At the job I left last year, my physical illness was treated with far more compassion than my mental illness. After my breakdown, my employer complained that I hadn't given a timeframe for when I would return to work. No such comment was made when I was hospitalised with IIH, in fact they encouraged me to work part-time for a bit.
The place I worked this year, my boss took it upon himself to inform me that one of my team had suffered from depression in the past. That's the same as telling me a member of my team was in a car crash or broke a leg a couple of years ago. I just shrugged and said I'd also suffered from depression, I didn't see it as something I needed to be told.

The stigma is there, its probably the biggest stigma at workplaces.

----------


## S deleted

You see I like to be up front and honest about my depression and anxiety. I shouldn't have to hide it from anyone but at the same time should I walk round with a post it note stuck to me forehead advertising it?
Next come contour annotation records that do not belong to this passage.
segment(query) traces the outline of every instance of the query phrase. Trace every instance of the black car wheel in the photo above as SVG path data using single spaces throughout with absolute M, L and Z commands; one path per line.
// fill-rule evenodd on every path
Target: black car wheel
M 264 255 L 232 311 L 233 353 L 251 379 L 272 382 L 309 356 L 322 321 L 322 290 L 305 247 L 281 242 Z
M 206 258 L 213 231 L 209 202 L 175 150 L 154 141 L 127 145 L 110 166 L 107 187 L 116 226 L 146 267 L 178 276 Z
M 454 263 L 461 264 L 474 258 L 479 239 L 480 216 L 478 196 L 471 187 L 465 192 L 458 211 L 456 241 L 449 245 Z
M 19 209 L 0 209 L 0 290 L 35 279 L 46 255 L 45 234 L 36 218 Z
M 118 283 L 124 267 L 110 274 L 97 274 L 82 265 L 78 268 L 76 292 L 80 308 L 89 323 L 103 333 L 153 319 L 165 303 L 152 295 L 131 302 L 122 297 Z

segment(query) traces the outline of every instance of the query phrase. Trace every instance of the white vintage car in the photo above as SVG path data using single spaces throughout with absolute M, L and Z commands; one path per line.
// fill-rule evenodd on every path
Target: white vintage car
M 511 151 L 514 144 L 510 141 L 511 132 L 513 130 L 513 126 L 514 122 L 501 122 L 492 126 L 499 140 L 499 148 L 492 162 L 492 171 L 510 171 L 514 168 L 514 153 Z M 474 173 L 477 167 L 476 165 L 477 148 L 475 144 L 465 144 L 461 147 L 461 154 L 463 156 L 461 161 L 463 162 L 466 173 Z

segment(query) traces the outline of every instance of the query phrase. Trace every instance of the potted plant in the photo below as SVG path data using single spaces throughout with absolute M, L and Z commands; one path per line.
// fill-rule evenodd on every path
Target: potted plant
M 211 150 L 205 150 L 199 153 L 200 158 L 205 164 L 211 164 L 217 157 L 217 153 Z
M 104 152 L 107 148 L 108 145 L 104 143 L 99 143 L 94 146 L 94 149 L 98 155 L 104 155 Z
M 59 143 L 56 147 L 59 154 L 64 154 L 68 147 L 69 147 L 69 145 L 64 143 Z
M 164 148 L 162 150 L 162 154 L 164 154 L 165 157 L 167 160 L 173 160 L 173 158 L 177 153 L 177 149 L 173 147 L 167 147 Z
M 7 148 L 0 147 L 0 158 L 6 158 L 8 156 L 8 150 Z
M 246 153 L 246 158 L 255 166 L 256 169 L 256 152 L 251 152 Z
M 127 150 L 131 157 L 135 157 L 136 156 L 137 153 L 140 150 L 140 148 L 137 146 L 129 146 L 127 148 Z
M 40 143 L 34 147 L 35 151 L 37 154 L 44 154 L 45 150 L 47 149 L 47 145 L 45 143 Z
When I was diagnosed with PND I spoke to my line manager and explained what was wrong and that I may need time off for hospital appointments as I had chosen therapy over medication initially, but I would try to make the appointments for outside working hours where possible and they were fine with it. When I started on meds and any changes made to my meds I notified them so if I had a reaction or any nasty side effects somebody knew what I was taking. Because of the nature of my job I didn't have to do that but I chose to as I believed it was best.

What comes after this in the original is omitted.